While the continued existence of workplace discrimination is not seriously in dispute, the type of evidence available to employees who bring discrimination suits is. Evidence of policies discriminating against members of a protected class has long been admissible to prove the plaintiff’s own case. The same is true of evidence of a particular supervisor’s discriminatory attitude toward the plaintiff. Yet no such consensus exists with respect to anecdotal evidence of discrimination against nonparties—or, as it is known colloquially, “me too” evidence.

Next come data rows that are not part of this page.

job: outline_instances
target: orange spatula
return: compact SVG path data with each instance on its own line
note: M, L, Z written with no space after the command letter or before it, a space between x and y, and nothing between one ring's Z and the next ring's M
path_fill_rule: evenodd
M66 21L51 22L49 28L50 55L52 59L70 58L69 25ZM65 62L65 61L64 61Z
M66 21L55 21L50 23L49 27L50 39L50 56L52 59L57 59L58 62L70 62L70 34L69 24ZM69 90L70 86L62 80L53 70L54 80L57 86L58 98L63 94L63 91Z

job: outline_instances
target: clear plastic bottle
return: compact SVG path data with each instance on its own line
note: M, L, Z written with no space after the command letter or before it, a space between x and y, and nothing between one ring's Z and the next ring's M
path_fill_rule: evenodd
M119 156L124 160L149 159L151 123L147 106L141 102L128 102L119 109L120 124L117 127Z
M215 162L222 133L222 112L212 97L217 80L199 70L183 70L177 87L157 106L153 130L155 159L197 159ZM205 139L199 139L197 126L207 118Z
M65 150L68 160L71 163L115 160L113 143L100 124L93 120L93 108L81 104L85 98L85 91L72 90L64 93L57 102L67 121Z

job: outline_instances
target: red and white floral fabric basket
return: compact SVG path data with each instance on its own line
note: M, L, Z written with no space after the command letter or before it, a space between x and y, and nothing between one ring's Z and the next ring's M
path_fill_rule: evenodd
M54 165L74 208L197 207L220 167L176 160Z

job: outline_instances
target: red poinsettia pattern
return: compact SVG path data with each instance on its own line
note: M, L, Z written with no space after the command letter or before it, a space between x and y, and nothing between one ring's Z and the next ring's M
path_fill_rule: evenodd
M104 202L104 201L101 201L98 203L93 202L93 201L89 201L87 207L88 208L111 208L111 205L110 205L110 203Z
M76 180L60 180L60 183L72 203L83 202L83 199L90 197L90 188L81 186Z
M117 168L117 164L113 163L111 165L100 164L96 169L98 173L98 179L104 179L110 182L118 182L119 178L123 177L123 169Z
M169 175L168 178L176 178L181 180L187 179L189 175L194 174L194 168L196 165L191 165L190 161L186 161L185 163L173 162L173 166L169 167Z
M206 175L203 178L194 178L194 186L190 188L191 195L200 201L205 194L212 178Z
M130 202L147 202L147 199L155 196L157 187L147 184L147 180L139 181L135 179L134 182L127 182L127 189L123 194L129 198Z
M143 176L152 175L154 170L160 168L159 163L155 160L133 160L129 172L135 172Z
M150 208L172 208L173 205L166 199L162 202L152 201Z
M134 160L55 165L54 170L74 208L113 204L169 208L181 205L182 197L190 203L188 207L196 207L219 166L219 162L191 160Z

“Me too” evidence is most often introduced to prove the presence of a culture or atmosphere of discrimination or of a hostile work environment. Generally, it takes the form of testimony by one of the plaintiff’s former coworkers that she, too, suffered discrimination at the hands of the defendant. Defendants, for their part, attack “me too” evidence on both admissibility prongs. They argue that “me too” evidence does not meet Federal Rule of Evidence 401’s relevancy threshold because it has no “tendency to make the existence of any fact that is of consequence to the determination of the action more probable or less probable than it would be without the evidence.” They further contend that even if it is relevant under Rule 401, it should be excluded under Rule 403, because “its probative value is substantially outweighed by the danger of unfair prejudice, confusion of the issues, or misleading the jury.

In 2008, the Supreme Court granted certiorari in Mendelsohn v Sprint/United Management Co, an otherwise unremarkable employment discrimination case that hinged on the admissibility of “me too” evidence. To the dismay of some commentators, however, the Court declined to resolve this issue. While it noted in dicta that a per se rule barring the admission of such evidence would be reversible error, it offered little guidance to lower courts tasked with admitting or excluding “me too” evidence. The admissibility of “me too” evidence thus remains an open question.